This website is hosted by MRS and uses cookies to help us improve our services. Any data collected is anonymised. If you continue using this site without accepting cookies you may experience some performance issues. Read about our cookies here.
As a sector, we're committed to a collaborative approach to enhance data quality
The GDQ data quality pledge advocates a framework to deliver:
To address data quality issues collaboratively, a need has emerged to adopt a shared approach to categorising those issues, building a more complete quality picture.
This led to the idea of an industry-wide feedback loop delivered through a code frame.
This is applicable for online quantitative projects where sample has been purchased from a 3rd party sample provider.
As part of the GDQ, MRS and SampleCon have developed a new GDQ Feedback Loop tool to enable the identification and classification of online sample quality issues in a consistent and transparent way. To find out more about the background to the Feedback Loop see the attached PowerPoint deck.

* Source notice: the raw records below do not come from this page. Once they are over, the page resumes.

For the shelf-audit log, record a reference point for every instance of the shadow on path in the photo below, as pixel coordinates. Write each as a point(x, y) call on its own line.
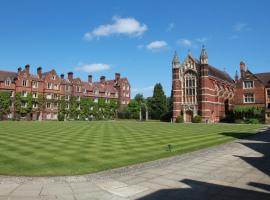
point(198, 190)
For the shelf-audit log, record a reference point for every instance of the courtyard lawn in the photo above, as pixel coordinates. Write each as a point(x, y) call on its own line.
point(69, 148)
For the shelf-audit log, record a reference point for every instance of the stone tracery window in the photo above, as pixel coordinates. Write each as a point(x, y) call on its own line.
point(190, 87)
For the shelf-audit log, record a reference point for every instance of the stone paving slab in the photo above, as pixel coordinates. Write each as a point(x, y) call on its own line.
point(236, 170)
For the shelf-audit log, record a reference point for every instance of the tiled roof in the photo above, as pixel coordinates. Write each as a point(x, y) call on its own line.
point(6, 74)
point(264, 78)
point(222, 75)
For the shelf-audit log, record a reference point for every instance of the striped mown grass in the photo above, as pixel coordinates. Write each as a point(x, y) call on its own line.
point(69, 148)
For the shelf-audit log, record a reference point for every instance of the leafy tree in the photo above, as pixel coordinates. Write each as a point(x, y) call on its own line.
point(157, 104)
point(139, 98)
point(4, 103)
point(61, 108)
point(73, 113)
point(18, 105)
point(86, 103)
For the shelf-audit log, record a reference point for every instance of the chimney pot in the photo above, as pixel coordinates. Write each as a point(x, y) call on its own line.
point(90, 78)
point(102, 79)
point(70, 76)
point(242, 69)
point(27, 68)
point(117, 76)
point(39, 72)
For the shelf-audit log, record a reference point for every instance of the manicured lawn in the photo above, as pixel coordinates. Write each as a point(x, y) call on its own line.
point(65, 148)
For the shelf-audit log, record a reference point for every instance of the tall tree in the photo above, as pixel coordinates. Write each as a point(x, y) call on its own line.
point(4, 103)
point(157, 104)
point(139, 98)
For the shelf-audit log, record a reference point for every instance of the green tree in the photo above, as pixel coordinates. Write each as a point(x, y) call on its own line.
point(61, 108)
point(18, 105)
point(157, 104)
point(139, 98)
point(73, 113)
point(86, 103)
point(4, 103)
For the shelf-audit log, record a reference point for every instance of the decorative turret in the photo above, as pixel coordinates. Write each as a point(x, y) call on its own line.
point(175, 61)
point(236, 76)
point(204, 56)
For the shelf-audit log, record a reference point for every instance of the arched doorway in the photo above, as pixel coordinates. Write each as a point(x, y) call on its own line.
point(226, 107)
point(189, 116)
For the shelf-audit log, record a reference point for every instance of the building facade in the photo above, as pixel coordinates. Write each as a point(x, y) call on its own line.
point(53, 87)
point(200, 89)
point(253, 90)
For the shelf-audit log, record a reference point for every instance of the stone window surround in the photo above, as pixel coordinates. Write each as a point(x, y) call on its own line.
point(248, 99)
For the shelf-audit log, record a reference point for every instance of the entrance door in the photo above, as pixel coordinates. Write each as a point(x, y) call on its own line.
point(189, 115)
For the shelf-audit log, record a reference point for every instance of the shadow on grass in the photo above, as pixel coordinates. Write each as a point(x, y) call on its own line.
point(199, 190)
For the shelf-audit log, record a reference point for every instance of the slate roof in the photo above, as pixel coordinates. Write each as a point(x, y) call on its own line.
point(264, 78)
point(6, 74)
point(222, 75)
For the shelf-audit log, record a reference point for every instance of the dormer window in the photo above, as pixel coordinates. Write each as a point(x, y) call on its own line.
point(107, 93)
point(34, 84)
point(7, 82)
point(78, 88)
point(24, 83)
point(49, 85)
point(24, 94)
point(248, 84)
point(96, 91)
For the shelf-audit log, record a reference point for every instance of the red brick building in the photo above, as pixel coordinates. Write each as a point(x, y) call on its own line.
point(52, 87)
point(253, 90)
point(200, 89)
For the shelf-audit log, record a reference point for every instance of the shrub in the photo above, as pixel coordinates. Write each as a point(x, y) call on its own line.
point(61, 116)
point(239, 121)
point(179, 119)
point(253, 121)
point(197, 119)
point(166, 117)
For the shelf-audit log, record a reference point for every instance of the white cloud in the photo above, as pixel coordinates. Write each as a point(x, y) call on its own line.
point(233, 37)
point(89, 68)
point(240, 27)
point(145, 89)
point(159, 44)
point(170, 27)
point(185, 42)
point(126, 26)
point(140, 46)
point(202, 40)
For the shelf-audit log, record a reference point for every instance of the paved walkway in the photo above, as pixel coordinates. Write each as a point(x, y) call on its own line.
point(236, 170)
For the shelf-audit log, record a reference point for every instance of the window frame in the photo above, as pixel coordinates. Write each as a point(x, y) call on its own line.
point(246, 98)
point(244, 84)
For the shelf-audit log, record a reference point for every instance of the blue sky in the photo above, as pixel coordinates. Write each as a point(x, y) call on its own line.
point(136, 38)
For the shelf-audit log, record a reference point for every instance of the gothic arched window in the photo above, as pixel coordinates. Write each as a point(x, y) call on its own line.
point(190, 87)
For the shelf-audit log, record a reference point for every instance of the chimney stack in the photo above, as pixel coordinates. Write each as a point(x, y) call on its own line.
point(117, 76)
point(90, 78)
point(70, 76)
point(236, 76)
point(27, 68)
point(19, 69)
point(242, 69)
point(102, 79)
point(39, 72)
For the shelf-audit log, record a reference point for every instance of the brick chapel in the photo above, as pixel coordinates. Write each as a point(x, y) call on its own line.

The focus of the feedback loop project so far has been building out a proposed code frame of 18 reasons that may lead to a participant being removed from a project for quality reasons (all reason may not apply to all projects). This could be during fielding or post-fielding during quality audits/data cleaning. The reasons identified for the code frame are:
1) Bot Detection
Failure at checks designed to ensure transactions are with humans rather than bots (incl. Honeypot/Re-CAPTCHA)
Consideration
Bot Detection
Several options exist - ranging from free to paid bot detection systems. Evaluate each for accuracy and suitability: fraudsters can bypass; real participants may be falsely marked or make mistakes.
2) Third Party Fraud Tool Failure
Flagged by 3rd party fraud detection tools
Consideration
Third Party Fraud Tool Failure
Many companies offer their own fraud detection toolkit. Any toolkit can cause false positives or negatives. Consistently monitor and assess the implementation and thresholds used. Consider outcomes together with other signals and participant data.
3) Geo-location Check
Failure at checks used to determine participant location is correct
Consideration
Geo-location Check
The more granular the data (e.g., city versus country), the less accurate using IP's to identify a participants geolocation becomes. IP's at country level can be problematic at the for participants who live in border regions/ small country. Privacy conscious individuals are increasingly using proxies and VPN's. Participants may attempt surveys whilst abroad. Any failure should be investigated further in combination with other checks.
4) Participant Duplication
Indication of duplicate participants based on an identified such as IP address or cookies
Consideration
Geo-location Check
Using single data points for deduplication can lead to false positives. Shared devices can lead to overlap in cookies & IP's. The type of research may invoke high overlap (e.g. B2B or students from specific campuses). IP availability and distribution varies by country. Duplicate IP's should be investigated, but fraudsters also typically know to change their IPs. Consider using deduplication methods that use a blend of signals to identify duplicates - especially when using multiple suppliers.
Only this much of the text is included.